Rather than reflect for too long, I decide to occupy the plane ride with listening to podcasts, reading random essays that have nothing to do with bucket lists and life decisions, and playing games on my iPad. However, by the end of the plane ride, the idea of the bucket list continues to nag at me, and unfortunately, I am now even more befuddled about the concept, hoping that before the evening ends, I might be a bit closer to understanding my aversion to the bucket list.

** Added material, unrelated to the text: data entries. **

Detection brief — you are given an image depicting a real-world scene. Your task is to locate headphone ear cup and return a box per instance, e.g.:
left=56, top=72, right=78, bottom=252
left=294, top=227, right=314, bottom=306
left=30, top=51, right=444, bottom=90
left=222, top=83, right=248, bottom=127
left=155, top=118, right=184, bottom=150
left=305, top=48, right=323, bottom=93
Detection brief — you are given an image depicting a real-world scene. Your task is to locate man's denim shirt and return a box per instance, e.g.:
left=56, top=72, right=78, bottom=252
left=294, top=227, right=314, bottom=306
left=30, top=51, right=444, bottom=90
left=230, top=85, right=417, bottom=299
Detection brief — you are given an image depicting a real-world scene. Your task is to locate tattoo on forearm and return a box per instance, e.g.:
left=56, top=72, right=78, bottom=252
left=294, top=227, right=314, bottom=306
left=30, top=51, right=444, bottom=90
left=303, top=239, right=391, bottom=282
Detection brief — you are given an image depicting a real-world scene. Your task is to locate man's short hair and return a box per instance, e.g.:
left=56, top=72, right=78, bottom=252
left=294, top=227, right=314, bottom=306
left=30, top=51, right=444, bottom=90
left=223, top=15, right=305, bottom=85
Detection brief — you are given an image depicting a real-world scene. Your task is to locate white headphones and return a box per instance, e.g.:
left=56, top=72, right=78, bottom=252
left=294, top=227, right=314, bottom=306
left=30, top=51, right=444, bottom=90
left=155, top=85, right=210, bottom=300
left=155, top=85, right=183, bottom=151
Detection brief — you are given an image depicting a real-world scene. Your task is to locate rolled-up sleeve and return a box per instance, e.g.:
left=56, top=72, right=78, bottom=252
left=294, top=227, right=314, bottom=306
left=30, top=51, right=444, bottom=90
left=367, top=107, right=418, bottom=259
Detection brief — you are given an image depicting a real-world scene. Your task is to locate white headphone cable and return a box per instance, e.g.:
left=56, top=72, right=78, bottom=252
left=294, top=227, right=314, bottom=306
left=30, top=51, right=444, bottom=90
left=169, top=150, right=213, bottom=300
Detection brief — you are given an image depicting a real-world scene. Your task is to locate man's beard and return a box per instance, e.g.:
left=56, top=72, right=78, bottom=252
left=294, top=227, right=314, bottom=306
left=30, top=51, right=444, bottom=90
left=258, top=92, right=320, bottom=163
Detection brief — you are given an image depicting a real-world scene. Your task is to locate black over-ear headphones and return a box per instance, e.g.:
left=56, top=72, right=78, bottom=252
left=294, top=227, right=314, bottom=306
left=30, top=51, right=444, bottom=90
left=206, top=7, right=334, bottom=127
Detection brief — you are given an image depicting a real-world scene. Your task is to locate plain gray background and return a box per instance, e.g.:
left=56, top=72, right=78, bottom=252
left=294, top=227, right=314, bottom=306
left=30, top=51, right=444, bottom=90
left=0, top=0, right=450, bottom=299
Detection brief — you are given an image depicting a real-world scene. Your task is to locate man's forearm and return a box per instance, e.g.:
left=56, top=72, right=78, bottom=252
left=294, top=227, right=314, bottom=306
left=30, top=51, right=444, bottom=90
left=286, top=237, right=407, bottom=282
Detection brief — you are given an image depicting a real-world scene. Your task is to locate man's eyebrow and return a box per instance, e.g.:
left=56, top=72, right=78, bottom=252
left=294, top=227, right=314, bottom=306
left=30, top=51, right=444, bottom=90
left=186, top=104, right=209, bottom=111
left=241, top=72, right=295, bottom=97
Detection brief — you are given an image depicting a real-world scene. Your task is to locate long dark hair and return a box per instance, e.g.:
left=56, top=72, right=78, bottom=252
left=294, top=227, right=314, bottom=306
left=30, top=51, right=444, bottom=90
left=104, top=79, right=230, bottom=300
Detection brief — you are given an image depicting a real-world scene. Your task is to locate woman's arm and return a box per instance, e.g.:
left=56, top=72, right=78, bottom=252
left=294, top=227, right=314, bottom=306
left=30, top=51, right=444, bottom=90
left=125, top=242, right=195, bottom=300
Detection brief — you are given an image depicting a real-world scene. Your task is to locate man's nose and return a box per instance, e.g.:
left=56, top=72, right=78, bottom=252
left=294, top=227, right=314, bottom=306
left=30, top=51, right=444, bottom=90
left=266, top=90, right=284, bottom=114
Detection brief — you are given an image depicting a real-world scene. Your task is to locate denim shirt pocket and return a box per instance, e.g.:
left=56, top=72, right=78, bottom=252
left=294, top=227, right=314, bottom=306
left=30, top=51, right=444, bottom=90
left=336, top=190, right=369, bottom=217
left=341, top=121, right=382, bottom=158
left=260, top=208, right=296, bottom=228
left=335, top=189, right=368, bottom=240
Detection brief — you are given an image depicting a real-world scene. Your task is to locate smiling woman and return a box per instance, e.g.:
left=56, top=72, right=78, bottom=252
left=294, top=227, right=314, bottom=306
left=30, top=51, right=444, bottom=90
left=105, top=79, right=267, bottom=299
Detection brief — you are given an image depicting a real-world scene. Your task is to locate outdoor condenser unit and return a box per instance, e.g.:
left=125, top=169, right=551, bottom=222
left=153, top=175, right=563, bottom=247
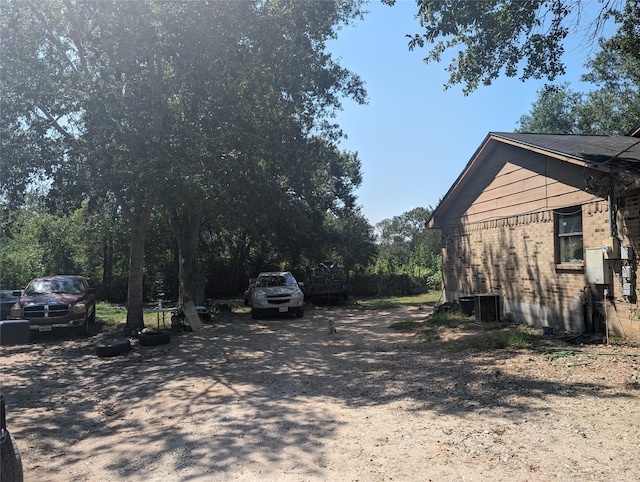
left=475, top=293, right=500, bottom=322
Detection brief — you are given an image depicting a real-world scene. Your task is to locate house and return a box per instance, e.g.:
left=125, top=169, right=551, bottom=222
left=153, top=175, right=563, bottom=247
left=428, top=128, right=640, bottom=340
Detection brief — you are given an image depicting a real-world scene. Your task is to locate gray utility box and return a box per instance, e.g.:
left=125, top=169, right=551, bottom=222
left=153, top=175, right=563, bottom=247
left=0, top=320, right=29, bottom=346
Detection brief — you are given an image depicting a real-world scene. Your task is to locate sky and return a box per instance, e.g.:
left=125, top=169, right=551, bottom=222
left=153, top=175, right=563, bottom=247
left=328, top=0, right=612, bottom=225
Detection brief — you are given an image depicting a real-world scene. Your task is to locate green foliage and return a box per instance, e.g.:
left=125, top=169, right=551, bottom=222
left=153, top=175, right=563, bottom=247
left=390, top=311, right=542, bottom=350
left=518, top=37, right=640, bottom=135
left=368, top=208, right=442, bottom=296
left=383, top=0, right=640, bottom=94
left=356, top=291, right=440, bottom=310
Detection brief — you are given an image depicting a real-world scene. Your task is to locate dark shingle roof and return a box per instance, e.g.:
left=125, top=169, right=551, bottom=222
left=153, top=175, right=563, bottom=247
left=490, top=132, right=640, bottom=174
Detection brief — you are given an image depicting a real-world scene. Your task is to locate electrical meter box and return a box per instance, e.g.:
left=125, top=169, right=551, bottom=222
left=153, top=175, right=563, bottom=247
left=585, top=248, right=609, bottom=285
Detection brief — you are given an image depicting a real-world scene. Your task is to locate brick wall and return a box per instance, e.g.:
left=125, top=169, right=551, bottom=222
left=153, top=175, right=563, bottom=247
left=442, top=191, right=640, bottom=339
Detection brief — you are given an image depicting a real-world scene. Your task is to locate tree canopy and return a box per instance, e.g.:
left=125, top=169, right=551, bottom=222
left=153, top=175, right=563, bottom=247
left=518, top=36, right=640, bottom=135
left=0, top=0, right=365, bottom=327
left=383, top=0, right=624, bottom=94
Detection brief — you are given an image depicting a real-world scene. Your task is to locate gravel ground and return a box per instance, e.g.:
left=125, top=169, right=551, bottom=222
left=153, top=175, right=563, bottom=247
left=0, top=308, right=640, bottom=482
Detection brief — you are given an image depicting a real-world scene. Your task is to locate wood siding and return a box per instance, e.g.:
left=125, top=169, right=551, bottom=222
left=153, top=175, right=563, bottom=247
left=438, top=144, right=640, bottom=340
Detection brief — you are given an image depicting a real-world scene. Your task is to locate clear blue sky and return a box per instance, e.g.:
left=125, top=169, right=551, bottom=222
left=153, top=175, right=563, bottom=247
left=329, top=0, right=612, bottom=225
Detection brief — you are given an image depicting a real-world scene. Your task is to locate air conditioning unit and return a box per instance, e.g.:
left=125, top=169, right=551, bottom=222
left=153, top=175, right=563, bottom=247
left=474, top=293, right=501, bottom=322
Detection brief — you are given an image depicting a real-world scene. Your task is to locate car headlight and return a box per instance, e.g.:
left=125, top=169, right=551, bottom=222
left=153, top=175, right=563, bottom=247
left=9, top=305, right=22, bottom=318
left=71, top=303, right=87, bottom=315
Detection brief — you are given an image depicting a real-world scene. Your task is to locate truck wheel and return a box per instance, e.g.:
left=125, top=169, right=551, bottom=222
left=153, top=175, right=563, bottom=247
left=0, top=430, right=23, bottom=482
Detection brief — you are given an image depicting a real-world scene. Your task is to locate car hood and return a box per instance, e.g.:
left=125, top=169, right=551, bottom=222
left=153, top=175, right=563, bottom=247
left=253, top=286, right=299, bottom=296
left=20, top=293, right=84, bottom=306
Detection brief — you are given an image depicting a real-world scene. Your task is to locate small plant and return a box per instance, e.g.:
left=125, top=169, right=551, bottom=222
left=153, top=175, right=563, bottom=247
left=469, top=325, right=541, bottom=350
left=357, top=291, right=440, bottom=310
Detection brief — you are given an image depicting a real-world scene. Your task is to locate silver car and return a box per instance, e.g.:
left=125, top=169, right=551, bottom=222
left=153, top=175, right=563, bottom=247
left=251, top=271, right=304, bottom=318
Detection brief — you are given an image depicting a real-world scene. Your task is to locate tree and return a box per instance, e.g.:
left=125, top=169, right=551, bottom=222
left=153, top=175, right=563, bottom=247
left=518, top=83, right=582, bottom=134
left=518, top=37, right=640, bottom=135
left=383, top=0, right=624, bottom=94
left=0, top=0, right=364, bottom=331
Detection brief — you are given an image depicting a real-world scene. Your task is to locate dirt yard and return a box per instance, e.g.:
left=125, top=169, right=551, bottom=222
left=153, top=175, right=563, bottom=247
left=1, top=308, right=640, bottom=482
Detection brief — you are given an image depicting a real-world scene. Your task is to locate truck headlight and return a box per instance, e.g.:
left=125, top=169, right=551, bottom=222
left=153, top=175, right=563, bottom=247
left=71, top=303, right=87, bottom=315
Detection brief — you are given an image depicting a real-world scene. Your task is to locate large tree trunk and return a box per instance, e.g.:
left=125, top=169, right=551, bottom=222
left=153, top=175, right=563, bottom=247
left=169, top=201, right=203, bottom=331
left=116, top=189, right=156, bottom=335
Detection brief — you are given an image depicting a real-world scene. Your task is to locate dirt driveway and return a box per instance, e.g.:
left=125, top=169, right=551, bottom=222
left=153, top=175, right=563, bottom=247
left=0, top=309, right=640, bottom=482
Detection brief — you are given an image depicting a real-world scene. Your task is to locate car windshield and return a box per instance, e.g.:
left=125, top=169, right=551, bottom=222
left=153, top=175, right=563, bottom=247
left=25, top=279, right=83, bottom=295
left=256, top=274, right=296, bottom=288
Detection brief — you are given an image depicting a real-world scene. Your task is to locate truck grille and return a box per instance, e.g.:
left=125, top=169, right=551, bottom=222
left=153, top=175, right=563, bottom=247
left=23, top=305, right=69, bottom=320
left=267, top=295, right=291, bottom=305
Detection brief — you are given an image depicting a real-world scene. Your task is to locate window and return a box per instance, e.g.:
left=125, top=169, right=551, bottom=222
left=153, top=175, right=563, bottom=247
left=556, top=206, right=584, bottom=264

Fortunately, my Facebook friends ultimately triumph for me, showing me that people I consider of my ilk (NPR geeks, avid readers, educators) have some direction to offer. One points me in the proper direction when she posts “I have never thought of my stuff to do as bucket lists, just desires that I hope to fulfill (cooking class in Oaxaca, as well as about seven other places; exploring all over South America…). When I give it this new lens, one of stuff to do, the frame fits.

I start composing my list of things I want to do: wandering the streets of Istanbul, dining at a tiny bistro and sipping a glass of chateauneuf de pape off in a bucolic French town, seeing the Northern lights, riding a century, publishing my writing, volunteering as a cook at a local organization that makes meals for people with AIDS, standing in the cemetery of Wolochisk picturing my grandfather’s stories of his youth. But are these a bucket list?

Not exactly, because if you asked me to compose a list of things I wanted to do before I died, I probably wouldn’t put any of the above on such a list (OK, except I confess, publishing my writing). Making a list that screams there is a final line when it comes to time is just not my thing. Tomorrow or the day after tomorrow, or the day after the day after tomorrow, what matters to me, what bubbles to the top, will most certainly change, depending on my interests, my mood, my lens of how I am currently viewing the world.

But what will remain constant on the list are the values, the meaning behind my desires. I will always want to travel to another time zone, have a fine meal, be mesmerized by a phenomenon I don’t understand, and discover something related to my family or my cultural attachments. So, even though I won’t call it my bucket list, my current scroll of things I want to do and experience are that personal ad into my personality.